No group has yet claimed responsibility for the bombings, which took place near the finish line of the marathon and injured 176 people, 17 critically.

The Pakistani Taliban, which has a history of terrorist threats against the US, denied any responsibility for the twin blasts.

Two bombs went off near the end of the 26.2-mile (42km) course, injuring some of the 23,000 runners and more than 500,000 spectators watching the race.

Eight-year-old Martin Richard has been named as the youngest victim of the attack that took place on one of the Boston's most famous civic holidays, Patriots Day.

"So far, investigators believe it was not the work of suicide bombers, but it is still too early to rule it out completely," said a European security official, who spoke from the US on condition of anonymity.

Boston police commissioner Ed Davis said authorities believe the three people who died in the blast are all victims of the attack and not perpetrators.

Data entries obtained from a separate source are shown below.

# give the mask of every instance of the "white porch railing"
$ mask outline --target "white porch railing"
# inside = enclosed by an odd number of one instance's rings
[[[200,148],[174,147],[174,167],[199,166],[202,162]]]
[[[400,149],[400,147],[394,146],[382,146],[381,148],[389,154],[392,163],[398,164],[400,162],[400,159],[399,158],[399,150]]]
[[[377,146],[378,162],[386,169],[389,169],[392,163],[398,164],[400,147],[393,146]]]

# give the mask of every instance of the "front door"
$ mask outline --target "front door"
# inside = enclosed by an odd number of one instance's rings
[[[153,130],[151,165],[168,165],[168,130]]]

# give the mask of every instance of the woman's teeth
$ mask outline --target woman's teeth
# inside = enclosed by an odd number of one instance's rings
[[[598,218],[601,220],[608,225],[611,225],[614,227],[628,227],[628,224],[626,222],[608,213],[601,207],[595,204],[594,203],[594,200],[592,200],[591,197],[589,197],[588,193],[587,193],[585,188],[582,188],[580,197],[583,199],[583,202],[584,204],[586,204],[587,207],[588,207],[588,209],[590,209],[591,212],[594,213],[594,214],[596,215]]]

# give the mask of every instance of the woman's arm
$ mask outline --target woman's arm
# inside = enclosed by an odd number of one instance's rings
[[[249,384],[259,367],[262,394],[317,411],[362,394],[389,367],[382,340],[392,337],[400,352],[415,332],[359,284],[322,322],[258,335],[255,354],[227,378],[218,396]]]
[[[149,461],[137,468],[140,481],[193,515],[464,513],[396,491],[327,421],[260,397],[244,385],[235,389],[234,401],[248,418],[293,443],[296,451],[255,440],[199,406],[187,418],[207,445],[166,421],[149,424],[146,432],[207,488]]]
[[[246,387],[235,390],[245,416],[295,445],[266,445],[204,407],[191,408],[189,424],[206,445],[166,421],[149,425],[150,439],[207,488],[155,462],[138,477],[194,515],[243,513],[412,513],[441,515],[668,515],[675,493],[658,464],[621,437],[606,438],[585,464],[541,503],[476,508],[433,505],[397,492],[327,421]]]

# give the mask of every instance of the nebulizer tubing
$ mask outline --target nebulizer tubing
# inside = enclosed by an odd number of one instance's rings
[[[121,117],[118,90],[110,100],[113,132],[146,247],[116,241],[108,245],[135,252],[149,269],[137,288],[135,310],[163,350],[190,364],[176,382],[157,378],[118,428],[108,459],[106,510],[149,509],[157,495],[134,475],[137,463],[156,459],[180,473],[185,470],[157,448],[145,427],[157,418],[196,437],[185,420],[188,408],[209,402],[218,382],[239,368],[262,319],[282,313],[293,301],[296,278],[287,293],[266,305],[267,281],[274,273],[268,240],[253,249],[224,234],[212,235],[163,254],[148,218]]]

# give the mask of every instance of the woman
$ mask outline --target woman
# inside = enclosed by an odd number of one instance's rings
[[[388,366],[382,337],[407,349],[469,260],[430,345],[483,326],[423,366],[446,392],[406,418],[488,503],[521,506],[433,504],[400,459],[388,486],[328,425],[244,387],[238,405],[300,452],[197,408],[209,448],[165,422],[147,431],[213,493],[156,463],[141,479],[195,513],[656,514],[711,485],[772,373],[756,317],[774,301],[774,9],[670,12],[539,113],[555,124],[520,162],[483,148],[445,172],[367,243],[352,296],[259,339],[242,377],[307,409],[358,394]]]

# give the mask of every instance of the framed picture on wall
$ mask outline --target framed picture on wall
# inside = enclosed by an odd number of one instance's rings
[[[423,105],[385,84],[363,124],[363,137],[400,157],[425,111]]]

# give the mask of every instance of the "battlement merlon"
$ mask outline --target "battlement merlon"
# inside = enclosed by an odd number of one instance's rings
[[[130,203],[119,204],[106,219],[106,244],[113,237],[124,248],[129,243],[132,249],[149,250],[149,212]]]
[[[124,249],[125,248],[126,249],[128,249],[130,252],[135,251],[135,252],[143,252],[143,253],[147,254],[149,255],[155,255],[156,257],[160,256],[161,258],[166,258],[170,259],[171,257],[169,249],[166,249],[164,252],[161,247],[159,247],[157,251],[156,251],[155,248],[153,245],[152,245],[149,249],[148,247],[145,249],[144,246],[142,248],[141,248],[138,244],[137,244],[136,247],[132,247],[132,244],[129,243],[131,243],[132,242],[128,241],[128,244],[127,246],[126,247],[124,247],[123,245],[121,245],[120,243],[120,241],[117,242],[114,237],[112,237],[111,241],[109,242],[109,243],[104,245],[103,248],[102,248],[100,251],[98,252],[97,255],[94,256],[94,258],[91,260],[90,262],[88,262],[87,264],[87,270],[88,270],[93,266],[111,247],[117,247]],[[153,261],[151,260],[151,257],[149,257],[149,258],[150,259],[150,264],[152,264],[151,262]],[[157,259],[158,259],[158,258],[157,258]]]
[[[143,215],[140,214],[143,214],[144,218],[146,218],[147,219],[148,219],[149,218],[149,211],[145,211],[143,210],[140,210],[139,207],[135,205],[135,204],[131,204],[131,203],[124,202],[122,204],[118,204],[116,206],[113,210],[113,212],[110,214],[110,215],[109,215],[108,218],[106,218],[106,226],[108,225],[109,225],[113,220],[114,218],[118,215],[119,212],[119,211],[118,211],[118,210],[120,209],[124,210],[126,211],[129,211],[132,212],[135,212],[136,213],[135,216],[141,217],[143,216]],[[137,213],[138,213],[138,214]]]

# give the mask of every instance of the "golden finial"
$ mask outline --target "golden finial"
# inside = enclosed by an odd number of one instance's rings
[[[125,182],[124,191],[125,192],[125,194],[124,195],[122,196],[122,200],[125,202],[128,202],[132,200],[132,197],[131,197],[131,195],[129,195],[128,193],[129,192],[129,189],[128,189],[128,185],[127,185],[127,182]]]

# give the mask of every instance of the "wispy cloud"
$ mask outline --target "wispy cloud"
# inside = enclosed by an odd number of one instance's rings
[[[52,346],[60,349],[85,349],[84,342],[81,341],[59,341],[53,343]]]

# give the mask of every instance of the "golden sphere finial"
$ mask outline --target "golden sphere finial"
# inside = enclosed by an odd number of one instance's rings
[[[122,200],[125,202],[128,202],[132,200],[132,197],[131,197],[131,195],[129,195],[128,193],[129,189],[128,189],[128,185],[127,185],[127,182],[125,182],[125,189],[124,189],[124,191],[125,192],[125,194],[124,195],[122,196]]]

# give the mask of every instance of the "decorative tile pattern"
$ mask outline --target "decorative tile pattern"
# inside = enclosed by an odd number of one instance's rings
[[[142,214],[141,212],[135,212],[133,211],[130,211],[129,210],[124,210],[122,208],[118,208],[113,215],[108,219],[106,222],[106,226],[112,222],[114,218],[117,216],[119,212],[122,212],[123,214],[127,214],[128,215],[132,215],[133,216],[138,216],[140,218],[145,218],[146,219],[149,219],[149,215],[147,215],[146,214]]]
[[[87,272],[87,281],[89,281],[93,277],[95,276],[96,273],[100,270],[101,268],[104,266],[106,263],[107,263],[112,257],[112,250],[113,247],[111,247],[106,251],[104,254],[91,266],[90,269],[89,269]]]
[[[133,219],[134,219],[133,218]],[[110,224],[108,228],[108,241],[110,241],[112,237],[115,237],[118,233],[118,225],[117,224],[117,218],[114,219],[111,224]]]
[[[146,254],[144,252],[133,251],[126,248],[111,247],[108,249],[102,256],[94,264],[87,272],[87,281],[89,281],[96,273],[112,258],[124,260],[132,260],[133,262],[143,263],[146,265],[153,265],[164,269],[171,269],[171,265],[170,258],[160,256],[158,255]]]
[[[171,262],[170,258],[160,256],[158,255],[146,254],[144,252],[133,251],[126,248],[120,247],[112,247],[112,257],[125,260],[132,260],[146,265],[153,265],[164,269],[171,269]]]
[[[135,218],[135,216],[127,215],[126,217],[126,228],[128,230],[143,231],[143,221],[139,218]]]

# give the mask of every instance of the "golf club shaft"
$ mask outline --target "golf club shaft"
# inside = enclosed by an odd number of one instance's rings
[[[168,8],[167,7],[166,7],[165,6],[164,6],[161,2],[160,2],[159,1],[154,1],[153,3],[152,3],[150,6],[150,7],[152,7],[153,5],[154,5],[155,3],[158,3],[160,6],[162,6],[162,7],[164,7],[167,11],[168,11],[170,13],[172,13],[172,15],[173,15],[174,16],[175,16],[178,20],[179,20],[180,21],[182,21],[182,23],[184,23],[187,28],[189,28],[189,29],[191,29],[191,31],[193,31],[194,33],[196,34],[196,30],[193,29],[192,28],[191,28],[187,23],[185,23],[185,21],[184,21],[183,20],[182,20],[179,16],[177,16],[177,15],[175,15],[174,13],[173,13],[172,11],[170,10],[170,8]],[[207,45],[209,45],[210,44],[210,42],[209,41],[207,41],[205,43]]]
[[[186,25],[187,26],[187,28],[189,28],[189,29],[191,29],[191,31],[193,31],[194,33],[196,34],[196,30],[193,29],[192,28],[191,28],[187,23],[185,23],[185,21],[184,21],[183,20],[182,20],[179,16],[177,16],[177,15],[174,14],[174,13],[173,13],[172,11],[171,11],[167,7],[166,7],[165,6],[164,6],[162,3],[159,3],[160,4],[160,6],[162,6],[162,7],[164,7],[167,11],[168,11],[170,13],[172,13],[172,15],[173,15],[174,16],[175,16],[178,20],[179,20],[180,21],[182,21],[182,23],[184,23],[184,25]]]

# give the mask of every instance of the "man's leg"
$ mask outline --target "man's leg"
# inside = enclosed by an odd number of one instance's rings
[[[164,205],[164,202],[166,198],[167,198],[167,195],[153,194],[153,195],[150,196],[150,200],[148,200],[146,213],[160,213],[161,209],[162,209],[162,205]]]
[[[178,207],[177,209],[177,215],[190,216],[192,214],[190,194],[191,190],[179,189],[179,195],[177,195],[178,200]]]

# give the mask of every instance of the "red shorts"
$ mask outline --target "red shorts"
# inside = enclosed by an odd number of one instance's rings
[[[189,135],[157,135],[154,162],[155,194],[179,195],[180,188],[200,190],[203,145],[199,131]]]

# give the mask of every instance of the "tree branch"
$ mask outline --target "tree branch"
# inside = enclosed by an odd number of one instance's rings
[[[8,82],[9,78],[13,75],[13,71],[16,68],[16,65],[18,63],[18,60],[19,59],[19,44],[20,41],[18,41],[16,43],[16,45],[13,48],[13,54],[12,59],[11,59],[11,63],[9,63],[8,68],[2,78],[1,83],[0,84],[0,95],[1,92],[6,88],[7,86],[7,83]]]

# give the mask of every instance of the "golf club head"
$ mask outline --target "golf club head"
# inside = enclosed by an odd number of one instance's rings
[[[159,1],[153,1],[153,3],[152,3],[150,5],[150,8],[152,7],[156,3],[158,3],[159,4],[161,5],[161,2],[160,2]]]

"We are securing and processing the most complex crime scene we have had to deal with in the history of our department," Davis said.

Massachusetts governor Patrick Deval said authorities are "working around the clock" to find leads in the bombing he defined as an "act of terror".

"The state will be open for business today, but it will not be business as usual," Deval wrote in the statement announcing additional security measures have been taken across the eastern US state.

Deval clarified early reports of several unexploded bombs discovered around Boston, saying that only two explosive devices had been found. Other parcels left at the scene have been examined and some suspect packages were detonated but they didn't contain any bombs.

"It is a bad day for Boston but if we pull together we will get through it. Boston will overcome," city mayor Thomas Menino said.